The IKB build is probably the most complex KB update-and-rebuild operation currently undertaken at Cycorp. Essentially it involves taking a slice of a continuously-revised Knowledge Base, and running a series of cleanup operations to insure that there are no seams showing from the numerous editings that occur when the IKB is extracted. It cannot be emphasized enough to those working on IKB related projects:
The (isa ?X IKBConstant) tag determines, and is the only thing that determines, what does or doesn't get included in the IKB. If you want a constant you are creating to be included in the IKB, it must be tagged in this way, using either IKBConstant itself, or a #$CycKBSubsetCollection that is a known spec of IKBConstant.
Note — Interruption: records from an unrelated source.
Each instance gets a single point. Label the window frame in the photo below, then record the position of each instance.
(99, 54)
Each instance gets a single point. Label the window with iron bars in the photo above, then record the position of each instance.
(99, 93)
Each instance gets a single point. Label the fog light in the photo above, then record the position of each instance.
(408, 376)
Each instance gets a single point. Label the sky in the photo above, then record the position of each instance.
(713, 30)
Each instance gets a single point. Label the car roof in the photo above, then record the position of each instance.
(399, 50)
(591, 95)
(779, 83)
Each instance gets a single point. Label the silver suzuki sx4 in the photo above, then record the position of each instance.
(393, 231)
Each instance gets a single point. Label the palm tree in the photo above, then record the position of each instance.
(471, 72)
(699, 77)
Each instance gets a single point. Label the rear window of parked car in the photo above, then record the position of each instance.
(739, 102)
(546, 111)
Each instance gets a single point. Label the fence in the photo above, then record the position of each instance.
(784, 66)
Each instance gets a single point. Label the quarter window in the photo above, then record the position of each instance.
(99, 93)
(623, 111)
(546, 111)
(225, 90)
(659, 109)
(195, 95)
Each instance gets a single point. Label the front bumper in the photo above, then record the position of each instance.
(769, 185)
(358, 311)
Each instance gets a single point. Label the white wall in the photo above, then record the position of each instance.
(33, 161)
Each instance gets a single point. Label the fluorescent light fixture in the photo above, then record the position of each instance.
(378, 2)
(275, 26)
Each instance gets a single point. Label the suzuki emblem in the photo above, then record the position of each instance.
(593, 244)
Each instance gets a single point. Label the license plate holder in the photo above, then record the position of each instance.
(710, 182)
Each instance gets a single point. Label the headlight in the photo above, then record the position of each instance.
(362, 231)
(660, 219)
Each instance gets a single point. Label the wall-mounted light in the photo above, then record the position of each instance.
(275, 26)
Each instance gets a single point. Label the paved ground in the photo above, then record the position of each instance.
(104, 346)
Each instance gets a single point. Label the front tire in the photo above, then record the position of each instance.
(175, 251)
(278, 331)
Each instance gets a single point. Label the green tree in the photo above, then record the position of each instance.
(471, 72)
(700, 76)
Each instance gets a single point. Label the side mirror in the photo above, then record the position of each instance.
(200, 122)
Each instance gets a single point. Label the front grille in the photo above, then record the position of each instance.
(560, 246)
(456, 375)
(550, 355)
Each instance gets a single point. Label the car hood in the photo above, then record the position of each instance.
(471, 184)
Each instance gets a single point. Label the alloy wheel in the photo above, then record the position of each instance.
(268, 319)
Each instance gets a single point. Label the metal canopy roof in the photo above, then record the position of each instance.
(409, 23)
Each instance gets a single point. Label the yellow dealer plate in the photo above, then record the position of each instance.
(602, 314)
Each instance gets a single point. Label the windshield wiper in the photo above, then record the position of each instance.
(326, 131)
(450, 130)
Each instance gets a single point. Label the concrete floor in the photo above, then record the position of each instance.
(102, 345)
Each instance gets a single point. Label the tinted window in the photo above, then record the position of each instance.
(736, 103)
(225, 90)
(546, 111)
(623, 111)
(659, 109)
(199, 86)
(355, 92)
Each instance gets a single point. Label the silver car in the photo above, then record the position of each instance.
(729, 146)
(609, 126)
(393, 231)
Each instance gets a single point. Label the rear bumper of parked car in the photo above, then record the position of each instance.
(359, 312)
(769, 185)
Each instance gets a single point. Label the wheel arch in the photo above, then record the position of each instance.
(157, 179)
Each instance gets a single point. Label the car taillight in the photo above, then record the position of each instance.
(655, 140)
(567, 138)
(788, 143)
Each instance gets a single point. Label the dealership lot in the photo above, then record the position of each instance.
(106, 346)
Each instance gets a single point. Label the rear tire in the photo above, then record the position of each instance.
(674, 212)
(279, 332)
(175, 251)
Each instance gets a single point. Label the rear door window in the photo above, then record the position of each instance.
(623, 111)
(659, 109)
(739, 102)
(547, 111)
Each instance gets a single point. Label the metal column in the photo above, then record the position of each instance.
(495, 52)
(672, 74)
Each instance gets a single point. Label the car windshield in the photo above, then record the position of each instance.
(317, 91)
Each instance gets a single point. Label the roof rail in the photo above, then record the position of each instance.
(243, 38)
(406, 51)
The implications of this should be borne in mind: in particular, there are two that are critical. First, if a constant is an IKBConstant, but some term that is referenced in a key piece of its definitional info (isa or genls, say, in the case of a collection) isn't, then it will go into the IKB missing that piece of definitional info. Therefore, you need to make sure that all of the terms needed to define your constant are also IKBConstants. I emphasize this particularly because it is the single biggest source of questions concerning whether or not a constant should be released. If questions of this nature arise, consult your project manager.
The other key point to bear in mind is that the microtheory in which an IKBConstant is defined must also be an IKBConstant; otherwise the term itself will go in, but with most of its assertions lost because they don't have an mt-of-assertion in the IKB. Again, if this fact gives rise to questions about what should or shouldn't be released, you should consult your project manager.
#$PublicConstant is the collection of CycL constants that are included in the part of the Cyc ontology that is released to the public. Many of constants in the so-called upper-ontology -- which comprises the most general concepts represented in Cyc -- are public constants. middle- and lower-ontology constants can be public as well, if deemed appropriate for public consumption. While all constants in the Cyc Knowledge Base should in principle be well-defined, nicely-commented, and adequately axiomatized, these virtues are particularly important in the case of public constants. Let's briefly consider each of these three virtues in turn.
A constant CONST is well-defined, in the present sense, when the "definitional" assertions on it are accurate (given the intended meaning CONST) and complete. The definitional assertions on CONST include (but are not limited to) most of those displayed when one brings up CONST in the KB Browser and selects the "Definitional Info" option in the Index. Thus included are atomic assertions in which CONST is the first argument (arg1) to a #$DefinitionalPredicate (or, in some cases, a #$SometimesDefinitionalPredicate or a strictly #$PossibleDefinitionalPredicate), such as #$isa, #$genls, #$arg1Isa, #$arg2Genl, #$arg3Format, #$genlPreds, #$genlInverse, #$negationPreds,#$negationInverse, #$interArgIsa1-2, #$disjointWith, #$collectionIntersection, or #$salientAssertions.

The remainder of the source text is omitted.